The Wrack
The Wrack is the Wells Reserve blog, our collective logbook on the web.
The Wrack is the Wells Reserve blog, our collective logbook on the web.
In the past couple of weeks, it's been hard not to notice the bright yellow plastic cards that have appeared in clumps of vegetation. Yesterday, I caught up with the guy who has been hanging and collecting them, field research entomologist Phil Stack. He filled me in; they are traps for catching fruit flies.

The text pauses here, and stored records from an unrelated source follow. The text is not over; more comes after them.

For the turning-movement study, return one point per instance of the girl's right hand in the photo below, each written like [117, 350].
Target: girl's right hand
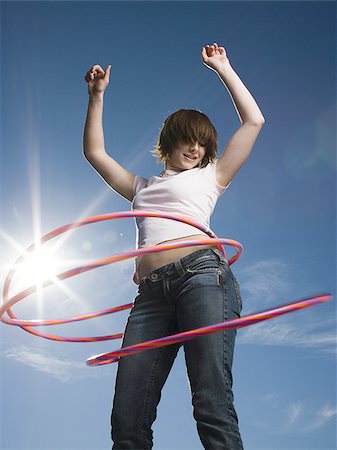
[97, 79]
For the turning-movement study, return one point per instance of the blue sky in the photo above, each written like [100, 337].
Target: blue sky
[281, 206]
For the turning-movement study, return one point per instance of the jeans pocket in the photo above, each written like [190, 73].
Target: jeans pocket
[203, 264]
[237, 293]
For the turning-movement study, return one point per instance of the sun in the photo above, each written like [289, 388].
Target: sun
[38, 266]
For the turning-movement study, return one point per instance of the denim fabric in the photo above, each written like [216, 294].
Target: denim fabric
[192, 292]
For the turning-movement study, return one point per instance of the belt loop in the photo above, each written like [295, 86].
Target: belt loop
[219, 255]
[179, 268]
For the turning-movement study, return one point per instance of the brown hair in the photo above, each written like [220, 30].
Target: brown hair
[186, 126]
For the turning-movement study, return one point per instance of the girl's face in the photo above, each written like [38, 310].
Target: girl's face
[185, 156]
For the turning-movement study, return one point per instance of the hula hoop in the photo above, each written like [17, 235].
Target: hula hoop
[27, 324]
[107, 358]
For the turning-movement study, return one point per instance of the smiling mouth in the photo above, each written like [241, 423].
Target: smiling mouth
[190, 157]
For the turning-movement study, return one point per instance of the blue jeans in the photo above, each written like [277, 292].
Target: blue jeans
[192, 292]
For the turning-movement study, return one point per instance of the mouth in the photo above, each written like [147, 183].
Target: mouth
[190, 158]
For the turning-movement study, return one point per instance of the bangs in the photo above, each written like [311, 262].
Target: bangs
[186, 126]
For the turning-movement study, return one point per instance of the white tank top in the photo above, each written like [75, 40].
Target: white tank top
[192, 193]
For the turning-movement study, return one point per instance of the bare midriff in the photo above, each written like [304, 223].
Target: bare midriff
[151, 261]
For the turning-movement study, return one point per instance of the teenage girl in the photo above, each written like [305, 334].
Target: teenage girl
[178, 289]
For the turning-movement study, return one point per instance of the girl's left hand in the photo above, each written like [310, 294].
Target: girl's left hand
[214, 56]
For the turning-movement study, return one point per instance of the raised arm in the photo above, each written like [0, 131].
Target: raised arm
[242, 141]
[113, 173]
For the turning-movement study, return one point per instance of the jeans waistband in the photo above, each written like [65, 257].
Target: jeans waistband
[179, 266]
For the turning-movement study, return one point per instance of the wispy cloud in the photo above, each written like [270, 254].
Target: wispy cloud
[64, 371]
[261, 283]
[300, 416]
[321, 417]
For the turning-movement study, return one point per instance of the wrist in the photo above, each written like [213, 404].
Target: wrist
[96, 96]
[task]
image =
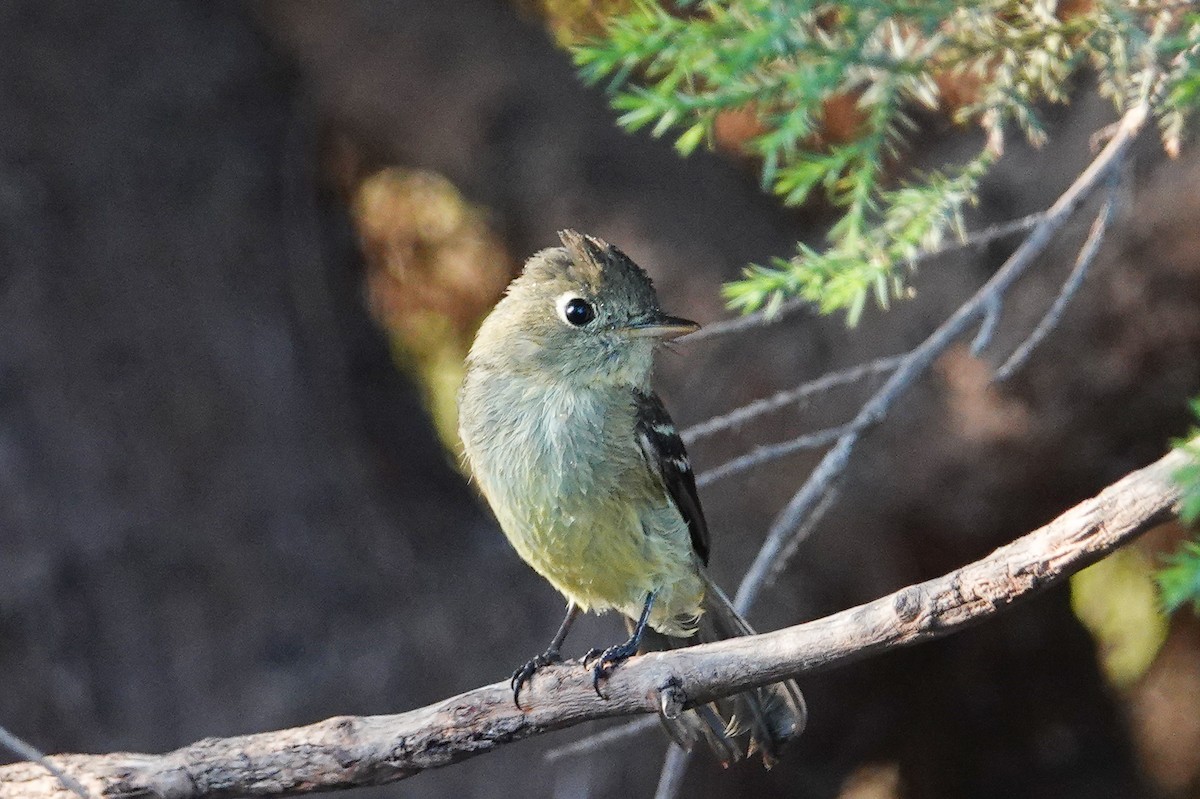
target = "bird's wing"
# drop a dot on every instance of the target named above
(667, 458)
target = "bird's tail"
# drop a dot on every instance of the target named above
(760, 720)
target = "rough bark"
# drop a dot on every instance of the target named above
(357, 751)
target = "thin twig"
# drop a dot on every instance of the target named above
(21, 748)
(988, 329)
(784, 398)
(351, 751)
(1054, 316)
(763, 454)
(762, 318)
(917, 361)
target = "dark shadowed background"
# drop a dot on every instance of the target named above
(225, 509)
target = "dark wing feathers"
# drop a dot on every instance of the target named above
(667, 458)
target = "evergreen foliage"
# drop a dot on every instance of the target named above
(1180, 580)
(792, 64)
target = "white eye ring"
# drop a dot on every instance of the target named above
(574, 310)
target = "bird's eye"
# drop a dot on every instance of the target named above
(576, 311)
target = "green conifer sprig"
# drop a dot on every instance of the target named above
(789, 61)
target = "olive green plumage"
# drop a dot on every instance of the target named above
(588, 478)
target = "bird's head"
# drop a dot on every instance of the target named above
(581, 312)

Phil was quick to point out he's looking for true fruit flies not the kind hovering over your bananas. Those are in a different fly family, as Alex Wild points out on Myrmecos:
Drosophila is a member of the Drosophilidae, the vinegar or pomace flies. They are mostly fungivores, and their association with fruit is indirect: they eat the fungus that lives in rotting fruit. Some pointy-headed geneticist started using the wrong common name for them a century ago, and legions of geneticists unfortunately followed suit.
The true fruit flies, in the family Tephritidae, are "the most agriculturally important family of flies," according to the U.S. Department of Agriculture. Various species there are about 5,000 worldwide are known to be destructive, but some can be beneficial.
Phil is on a team led by Dr. Mary Rumpho, a plant physiologist and biochemist at the University of Maine, Orono. The team is doing field and lab research to understand the life history and ecology of a fruit fly associated with one of our least favorite invasives, the Japanese barberry (Berberis vulgaris).
The tephritid fruit flies being studied lay an egg in the seed of a barberry fruit. When the larva hatches, it feeds on one of the two seeds in the berry until it pupates and falls to the ground. The pupa overwinters in the soil and adult flies emerge the following spring or summer.
Phil pointed out 4 tephritid fruit flies on one sticky trap that had been hanging for 5 days. He asked, "See that one with the patterned wings?" Indeed, it was easy to find; the Tephritidae are known for their often striking patterns and colors.
The UMaine team will also be collecting barberry fruit samples for the lab, where they will germinate the seeds next spring to learn whether the second seed in host fruits is still capable of growing a new barberry plant.
Even if the fruit flies are found to destroy the viability of individual barberry fruits, it is probably too much to expect the fruit flies to offer an effective biological control against the very well established scourge, Berberis vulgaris.